You can see that the FastRelax mover is commented out (it's missing the opening <). This is exactly like this on the original mutation_script.xml file included in Rosetta.

Is this a typo or is there a reason for this? Note that I don't care so much for computation time. I want to obtain results as accurate as possible. So what is the recommended protocol here? Use FastRelax or not?

Category:

Design

Post Situation:

Unsolved

Mon, 2016-10-31 12:01

cossio

Top

Noting that uncommenting the FastRelax makes the protocol MUCH more slower.

Mon, 2016-10-31 12:57

cossio

Top

Two more questions:

1) Why is the threshold=1000 on <Ddg .../> so high?

2) I am running the demo with -nstruct 1000, to generate 1000 pdb structures. For many of them, the ddG = 0 (exactly zero!). Is this likely? I'd expect the ddG to be small, if the mutation has a negligible effect. But a value that is exactly zero seems unlikely. Is this normal?

Thu, 2016-11-03 10:00

cossio

Top

I'm guessing that the fact that the relax slows down the run tremendously is the reason why it's commented out.

Note that the relax is the very first thing in the protocol - this means that you're pre-optimizing the structure prior to the ddG calculation - the relax is not being applied during the ddG calculation proper. If you already have a decently optimized structure (e.g. if you already ran relax on the strucutre, or if it's coming from some other Rosetta protocol which does a relax), then the initial relax is likely superflous. Instead, you can get away with just repacking the structure.

The other issue is that you typically don't do a single ddG calculation - normally it's done against a number of different mutants. If you include the relax as part of the ddG script, you re-relax the structure for each independent mutations. It's much more CPU efficient to do the relax once, as a preparation step, rather than doing it for every mutation.

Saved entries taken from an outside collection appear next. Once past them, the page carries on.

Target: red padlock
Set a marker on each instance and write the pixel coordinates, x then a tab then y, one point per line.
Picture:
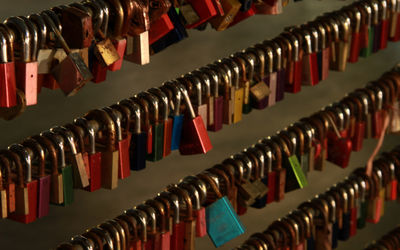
8	183
8	91
91	128
195	139
25	66
26	189
37	152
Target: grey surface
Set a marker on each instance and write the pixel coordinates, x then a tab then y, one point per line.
201	48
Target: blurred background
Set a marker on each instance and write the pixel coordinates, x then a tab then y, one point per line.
201	48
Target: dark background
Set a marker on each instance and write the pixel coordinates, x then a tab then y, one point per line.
201	48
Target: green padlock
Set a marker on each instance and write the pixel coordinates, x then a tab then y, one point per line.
66	170
158	126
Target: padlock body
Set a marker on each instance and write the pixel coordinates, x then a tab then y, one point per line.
109	169
68	185
205	9
176	132
8	89
26	80
31	212
158	143
95	172
124	160
195	139
168	125
160	28
120	46
44	196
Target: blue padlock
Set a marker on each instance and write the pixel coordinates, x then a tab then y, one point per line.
138	143
175	97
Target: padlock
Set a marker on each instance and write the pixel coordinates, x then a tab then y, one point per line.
122	143
91	128
226	90
355	14
109	153
177	34
139	220
339	147
221	207
280	79
310	67
81	179
199	212
230	8
394	10
26	189
259	91
79	134
7	188
195	139
177	118
163	238
194	86
72	73
165	119
161	24
216	114
205	10
67	175
138	141
147	127
367	30
187	216
242	15
376	203
35	149
247	72
295	71
157	126
207	98
236	65
376	23
278	171
151	219
27	68
271	75
342	45
117	37
8	92
77	27
178	226
138	25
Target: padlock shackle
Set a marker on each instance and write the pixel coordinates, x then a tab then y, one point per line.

Regarding the threshold, the reason is that you don't really want the ddG filters to act as "filters" - you want to run the ddG protocol, send the results to the tracer and continue. Setting the threshold that high accomplishes that. If the threshold was lower, you might actually trigger it and stop the run prior to outputing the mutated structure. (If you set `confidence=0`, the the filters wouldn't be run at all at the point in the protocol, only being run at the very end of the protocol, both on the mutated structure.)

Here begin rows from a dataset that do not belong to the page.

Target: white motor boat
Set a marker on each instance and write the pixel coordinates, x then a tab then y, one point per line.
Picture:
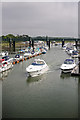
68	66
38	67
27	54
4	66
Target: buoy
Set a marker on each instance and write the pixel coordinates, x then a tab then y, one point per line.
25	58
22	59
13	63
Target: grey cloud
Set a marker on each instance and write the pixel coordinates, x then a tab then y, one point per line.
52	19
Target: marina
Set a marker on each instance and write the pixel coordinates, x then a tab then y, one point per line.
49	95
39	60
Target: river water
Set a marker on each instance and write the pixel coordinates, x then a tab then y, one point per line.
50	95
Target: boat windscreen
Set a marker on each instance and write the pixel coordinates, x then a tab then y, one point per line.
38	63
68	61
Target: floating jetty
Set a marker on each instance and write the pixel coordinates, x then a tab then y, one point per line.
75	71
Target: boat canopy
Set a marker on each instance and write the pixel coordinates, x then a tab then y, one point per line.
17	56
38	63
68	61
5	57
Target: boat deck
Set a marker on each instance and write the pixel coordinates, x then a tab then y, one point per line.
75	71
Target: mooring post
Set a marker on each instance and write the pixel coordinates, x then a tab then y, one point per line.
13	45
49	44
76	43
9	45
62	42
29	42
79	63
47	40
33	44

How are you calculating the ddG values? If you are pulling the values from the score file, those values are both from the exact same (mutated) structure (the filters being run at the end of the protocol), so it's reasonable that the difference between the two are zero - if the two converge to exactly the same packed rotamers, then there may be no difference between the structures, leading to an exactly zero difference.

Mon, 2016-11-14 15:33

rmoretti

(Reply to #5)

Top

Thanks for the reply.

How are you calculating the ddG values?

I am doing what the README.md (of the demo) says:

The output file will be a repacked and mutated PDB file with the dg_wt and
dg_mut lines at the end of the file. Subtration of these two numbers yields
the change in binding energy.

So I am looking at the pdb output files. The final two lines contain ddG scores, for example, here are the last two lines of one .pdb output file from a run I did using the above script:

dg_mut -22.8434
dg_wt -22.8434

You see that the numbers are exactly the same.

Looking forward to your reply.

Tue, 2016-11-15 16:12

cossio

(Reply to #6)

Top

Yeah ... that's not going to work. -- I'm not sure why they're doing it that way.

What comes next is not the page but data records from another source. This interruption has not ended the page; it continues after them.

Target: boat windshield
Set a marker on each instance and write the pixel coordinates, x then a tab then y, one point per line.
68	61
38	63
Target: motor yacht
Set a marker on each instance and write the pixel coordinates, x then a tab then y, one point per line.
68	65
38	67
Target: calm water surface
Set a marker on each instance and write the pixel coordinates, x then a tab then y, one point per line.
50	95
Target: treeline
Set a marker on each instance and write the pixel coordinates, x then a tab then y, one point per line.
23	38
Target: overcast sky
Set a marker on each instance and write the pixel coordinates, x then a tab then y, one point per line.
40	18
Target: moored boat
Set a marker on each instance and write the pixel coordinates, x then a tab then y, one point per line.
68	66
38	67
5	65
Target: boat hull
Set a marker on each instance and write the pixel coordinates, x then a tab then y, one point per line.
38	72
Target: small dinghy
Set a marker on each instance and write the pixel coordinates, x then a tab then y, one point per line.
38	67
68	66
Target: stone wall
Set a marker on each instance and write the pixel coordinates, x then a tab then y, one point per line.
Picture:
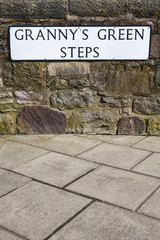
103	97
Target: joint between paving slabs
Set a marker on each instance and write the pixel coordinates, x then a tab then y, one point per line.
13	233
69	220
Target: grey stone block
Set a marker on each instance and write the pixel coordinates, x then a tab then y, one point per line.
96	8
32	9
152	206
102	221
117	156
36	210
55	169
116	186
10	181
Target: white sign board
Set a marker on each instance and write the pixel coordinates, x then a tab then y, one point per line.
80	42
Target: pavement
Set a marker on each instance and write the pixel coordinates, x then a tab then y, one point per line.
79	187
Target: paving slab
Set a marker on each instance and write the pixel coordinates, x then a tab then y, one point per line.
114	155
10	181
120	140
13	154
68	144
116	186
30	139
8	236
56	168
104	222
36	210
150	165
152	206
150	143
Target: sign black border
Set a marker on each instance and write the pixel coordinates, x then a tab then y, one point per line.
78	60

As I mentioned, the values in the scorefile (and by extension the end of the PDB) are calculated based on the structure at the *end* of the protocol. So both ythe dg_mut and dg_wt values are being calculated on the same structure ... hence the reason they're the same.

If you have a recent weekly release, then you can use the FilterReportAsPoseExtraScoresMover (https://www.rosettacommons.org/docs/latest/scripting_documentation/RosettaScripts/Movers/FilterReportAsPoseExtraScoresMover) . You would make two new movers, one for each filter, and then in the PROTOCOLS section use those movers, rather than the filters. This should do what you expect to do.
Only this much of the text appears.